In the twins' five-hour operation on April 21, gynecologist Dr. David Levine removed one of Morgan's ovaries and passed it to Silber in another room, where he removed its outer tissue rich with egg-producing follicles. Through a small incision, he sutured the tissue to each of Yarber's nonproducing ovaries.

A St. Luke's spokeswoman said no one would comment until Silber's research paper on the procedure is published in a medical journal next week. She wouldn't name the journal.

Last month, in Brussels, Belgium, a woman gave birth to the first baby conceived after an ovary tissue transplant -- in this case her own ovary. Seven years ago, the woman had lymphoma and needed chemotheraphy so her ovarian tissue was removed and frozen. Five years after she was cleared of cancer, the tissue was transplanted.

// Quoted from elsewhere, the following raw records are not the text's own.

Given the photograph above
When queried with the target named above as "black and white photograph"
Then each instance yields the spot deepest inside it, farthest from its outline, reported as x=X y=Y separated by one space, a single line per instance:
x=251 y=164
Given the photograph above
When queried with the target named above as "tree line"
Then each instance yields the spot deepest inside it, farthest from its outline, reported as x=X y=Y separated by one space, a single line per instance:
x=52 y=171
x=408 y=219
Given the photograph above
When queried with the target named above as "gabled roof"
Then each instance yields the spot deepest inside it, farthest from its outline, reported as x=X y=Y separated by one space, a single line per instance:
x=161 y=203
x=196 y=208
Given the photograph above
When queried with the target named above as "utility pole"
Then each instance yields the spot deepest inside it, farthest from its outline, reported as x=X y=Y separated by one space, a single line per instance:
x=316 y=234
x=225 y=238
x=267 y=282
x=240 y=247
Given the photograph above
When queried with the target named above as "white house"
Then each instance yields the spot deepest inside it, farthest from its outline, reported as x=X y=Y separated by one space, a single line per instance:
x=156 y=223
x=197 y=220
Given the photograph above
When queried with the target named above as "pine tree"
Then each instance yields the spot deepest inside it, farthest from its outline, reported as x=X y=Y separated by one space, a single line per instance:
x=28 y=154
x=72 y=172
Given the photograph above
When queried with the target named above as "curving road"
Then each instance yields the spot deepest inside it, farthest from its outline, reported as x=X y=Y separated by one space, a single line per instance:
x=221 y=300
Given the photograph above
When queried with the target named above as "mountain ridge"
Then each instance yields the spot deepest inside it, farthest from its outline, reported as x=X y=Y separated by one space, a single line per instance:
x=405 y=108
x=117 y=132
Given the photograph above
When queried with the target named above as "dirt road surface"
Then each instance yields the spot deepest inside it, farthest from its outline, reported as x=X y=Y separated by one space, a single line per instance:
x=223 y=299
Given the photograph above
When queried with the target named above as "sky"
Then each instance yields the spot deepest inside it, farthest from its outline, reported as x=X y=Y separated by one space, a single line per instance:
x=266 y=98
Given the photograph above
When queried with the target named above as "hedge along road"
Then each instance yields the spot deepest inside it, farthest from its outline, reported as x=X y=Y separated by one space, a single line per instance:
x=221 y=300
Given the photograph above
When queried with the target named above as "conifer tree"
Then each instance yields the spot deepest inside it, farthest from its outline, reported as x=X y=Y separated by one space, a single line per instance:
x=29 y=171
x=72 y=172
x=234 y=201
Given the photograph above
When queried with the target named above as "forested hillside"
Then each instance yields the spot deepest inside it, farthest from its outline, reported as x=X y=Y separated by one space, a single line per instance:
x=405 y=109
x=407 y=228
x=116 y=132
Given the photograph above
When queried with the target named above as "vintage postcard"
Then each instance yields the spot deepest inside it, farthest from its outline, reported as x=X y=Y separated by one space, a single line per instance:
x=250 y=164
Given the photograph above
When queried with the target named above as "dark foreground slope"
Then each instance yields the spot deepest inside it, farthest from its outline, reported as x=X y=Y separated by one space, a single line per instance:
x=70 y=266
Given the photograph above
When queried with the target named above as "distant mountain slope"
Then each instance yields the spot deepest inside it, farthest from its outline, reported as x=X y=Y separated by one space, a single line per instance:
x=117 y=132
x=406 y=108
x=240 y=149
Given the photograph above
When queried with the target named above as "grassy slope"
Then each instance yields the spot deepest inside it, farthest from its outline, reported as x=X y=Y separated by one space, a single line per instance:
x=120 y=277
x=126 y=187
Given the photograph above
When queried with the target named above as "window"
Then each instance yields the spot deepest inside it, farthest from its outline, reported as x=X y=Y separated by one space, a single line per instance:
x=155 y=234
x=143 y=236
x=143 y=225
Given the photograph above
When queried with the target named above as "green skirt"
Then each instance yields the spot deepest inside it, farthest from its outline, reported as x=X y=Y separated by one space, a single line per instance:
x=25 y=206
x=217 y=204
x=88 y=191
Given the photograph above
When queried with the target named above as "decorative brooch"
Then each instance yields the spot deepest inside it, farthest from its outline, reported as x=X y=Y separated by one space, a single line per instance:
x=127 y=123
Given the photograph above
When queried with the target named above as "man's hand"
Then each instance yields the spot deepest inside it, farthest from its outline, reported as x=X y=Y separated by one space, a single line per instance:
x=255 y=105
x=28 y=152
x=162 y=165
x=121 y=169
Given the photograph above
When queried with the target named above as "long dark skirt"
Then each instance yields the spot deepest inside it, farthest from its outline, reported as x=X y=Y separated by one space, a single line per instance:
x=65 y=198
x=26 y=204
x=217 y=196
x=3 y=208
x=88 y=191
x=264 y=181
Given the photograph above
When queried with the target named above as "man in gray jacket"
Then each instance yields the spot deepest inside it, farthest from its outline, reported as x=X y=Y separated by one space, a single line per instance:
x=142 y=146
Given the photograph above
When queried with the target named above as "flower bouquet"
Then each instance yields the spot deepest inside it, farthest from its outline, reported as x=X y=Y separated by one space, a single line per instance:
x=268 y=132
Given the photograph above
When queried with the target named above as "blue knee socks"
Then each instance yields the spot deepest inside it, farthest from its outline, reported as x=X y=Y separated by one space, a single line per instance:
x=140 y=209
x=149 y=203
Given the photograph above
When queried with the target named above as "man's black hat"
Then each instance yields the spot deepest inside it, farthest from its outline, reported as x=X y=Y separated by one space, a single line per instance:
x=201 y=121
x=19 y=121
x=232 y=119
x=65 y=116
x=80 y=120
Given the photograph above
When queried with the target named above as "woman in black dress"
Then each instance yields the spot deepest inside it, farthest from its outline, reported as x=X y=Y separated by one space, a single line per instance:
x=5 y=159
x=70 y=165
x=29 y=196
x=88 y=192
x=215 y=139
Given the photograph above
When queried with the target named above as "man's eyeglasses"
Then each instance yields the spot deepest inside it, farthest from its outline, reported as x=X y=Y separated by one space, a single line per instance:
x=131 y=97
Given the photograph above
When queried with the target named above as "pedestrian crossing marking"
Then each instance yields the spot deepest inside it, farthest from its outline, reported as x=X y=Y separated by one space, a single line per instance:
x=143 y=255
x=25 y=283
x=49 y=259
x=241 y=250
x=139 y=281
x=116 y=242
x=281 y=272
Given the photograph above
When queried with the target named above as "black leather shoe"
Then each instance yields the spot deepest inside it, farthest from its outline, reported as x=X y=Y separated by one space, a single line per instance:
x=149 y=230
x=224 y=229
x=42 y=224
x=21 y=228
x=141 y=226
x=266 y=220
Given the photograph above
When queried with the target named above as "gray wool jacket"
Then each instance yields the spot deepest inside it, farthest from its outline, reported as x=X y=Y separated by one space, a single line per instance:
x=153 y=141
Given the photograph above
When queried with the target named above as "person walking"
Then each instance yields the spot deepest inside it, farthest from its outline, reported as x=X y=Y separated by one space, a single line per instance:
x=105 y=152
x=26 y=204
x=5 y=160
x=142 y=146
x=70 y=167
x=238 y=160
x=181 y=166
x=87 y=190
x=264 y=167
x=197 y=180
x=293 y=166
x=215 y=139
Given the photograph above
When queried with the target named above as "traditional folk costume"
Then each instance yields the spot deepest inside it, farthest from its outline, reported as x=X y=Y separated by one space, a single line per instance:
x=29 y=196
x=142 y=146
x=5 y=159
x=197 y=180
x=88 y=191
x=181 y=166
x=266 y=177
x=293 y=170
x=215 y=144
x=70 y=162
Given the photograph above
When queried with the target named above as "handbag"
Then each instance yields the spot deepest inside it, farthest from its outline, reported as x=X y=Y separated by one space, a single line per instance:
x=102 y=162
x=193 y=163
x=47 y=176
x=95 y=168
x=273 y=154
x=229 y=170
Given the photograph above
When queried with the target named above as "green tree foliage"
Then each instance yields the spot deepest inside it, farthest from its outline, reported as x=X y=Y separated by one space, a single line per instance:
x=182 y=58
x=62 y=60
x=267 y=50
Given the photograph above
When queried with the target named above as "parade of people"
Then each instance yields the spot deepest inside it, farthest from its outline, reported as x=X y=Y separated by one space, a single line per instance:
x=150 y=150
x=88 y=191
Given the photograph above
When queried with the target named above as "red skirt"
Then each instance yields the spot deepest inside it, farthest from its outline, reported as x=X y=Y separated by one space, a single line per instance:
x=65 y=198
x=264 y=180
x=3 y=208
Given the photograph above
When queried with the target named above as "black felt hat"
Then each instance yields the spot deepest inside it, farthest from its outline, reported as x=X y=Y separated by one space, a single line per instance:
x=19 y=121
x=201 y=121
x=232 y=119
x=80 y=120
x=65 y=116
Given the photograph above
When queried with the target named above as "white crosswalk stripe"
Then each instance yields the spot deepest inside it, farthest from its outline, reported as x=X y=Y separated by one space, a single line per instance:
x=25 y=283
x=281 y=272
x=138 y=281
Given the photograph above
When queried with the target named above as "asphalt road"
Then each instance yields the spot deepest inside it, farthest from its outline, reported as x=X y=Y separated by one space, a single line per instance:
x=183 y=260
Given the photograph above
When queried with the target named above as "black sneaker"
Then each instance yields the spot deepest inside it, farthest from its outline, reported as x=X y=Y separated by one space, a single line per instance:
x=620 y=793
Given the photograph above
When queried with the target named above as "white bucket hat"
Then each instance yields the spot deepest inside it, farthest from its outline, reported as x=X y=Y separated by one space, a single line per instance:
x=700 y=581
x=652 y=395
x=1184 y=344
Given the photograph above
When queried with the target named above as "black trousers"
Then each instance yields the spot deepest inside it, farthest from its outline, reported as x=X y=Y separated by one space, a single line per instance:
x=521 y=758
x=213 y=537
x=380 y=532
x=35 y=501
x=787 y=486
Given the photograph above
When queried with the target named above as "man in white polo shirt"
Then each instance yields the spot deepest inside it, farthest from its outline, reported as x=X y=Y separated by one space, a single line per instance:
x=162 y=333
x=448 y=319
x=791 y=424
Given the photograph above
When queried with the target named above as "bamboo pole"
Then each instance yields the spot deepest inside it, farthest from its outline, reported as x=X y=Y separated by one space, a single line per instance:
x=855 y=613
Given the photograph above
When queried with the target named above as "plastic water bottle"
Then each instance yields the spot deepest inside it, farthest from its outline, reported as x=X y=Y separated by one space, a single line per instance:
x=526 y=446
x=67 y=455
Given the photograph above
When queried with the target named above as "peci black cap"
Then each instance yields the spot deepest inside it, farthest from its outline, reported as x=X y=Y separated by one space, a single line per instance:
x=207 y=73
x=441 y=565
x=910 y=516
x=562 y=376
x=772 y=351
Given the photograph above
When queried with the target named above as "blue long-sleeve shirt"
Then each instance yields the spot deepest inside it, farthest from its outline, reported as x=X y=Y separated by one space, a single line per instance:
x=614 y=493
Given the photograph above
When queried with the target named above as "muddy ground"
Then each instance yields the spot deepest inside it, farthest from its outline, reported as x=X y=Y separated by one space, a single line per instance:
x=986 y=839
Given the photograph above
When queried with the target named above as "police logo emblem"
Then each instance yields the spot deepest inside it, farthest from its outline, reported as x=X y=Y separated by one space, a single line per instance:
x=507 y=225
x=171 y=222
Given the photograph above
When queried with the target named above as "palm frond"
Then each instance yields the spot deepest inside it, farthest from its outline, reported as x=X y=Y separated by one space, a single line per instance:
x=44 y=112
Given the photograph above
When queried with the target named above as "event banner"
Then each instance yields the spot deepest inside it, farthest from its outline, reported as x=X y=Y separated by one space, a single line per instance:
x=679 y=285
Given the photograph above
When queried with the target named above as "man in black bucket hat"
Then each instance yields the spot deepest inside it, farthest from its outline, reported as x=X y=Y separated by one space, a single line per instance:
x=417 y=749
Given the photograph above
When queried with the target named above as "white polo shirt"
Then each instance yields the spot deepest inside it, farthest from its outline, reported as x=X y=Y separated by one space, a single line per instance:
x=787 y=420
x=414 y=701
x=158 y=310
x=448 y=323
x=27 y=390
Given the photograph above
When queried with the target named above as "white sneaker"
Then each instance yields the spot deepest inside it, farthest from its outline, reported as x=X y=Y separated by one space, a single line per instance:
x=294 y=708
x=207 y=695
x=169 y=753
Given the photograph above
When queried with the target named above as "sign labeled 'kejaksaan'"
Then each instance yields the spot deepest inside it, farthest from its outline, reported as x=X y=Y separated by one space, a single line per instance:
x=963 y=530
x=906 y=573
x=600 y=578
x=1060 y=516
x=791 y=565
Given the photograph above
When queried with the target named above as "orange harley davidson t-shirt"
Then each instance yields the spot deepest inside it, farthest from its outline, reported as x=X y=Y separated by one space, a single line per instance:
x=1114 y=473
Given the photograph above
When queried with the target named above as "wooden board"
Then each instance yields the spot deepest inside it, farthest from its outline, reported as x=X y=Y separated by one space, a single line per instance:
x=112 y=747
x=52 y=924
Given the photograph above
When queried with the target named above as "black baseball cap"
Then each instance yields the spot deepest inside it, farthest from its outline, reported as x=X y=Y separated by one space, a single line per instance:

And more than a year ago in China, surgeons at Zhejiang Medical Science University reported a successful whole ovary transplant between sisters.

The apparent success of these transplants offers hope to women who must delay pregnancy for health reasons or, perhaps someday, for merely personal reasons.

But Silber believes Yarber's unusual case offers other research opportunities.

He wants to isolate the gene that caused Yarber to become menopausal at age 13, something that could aid scientists in their study of infertility.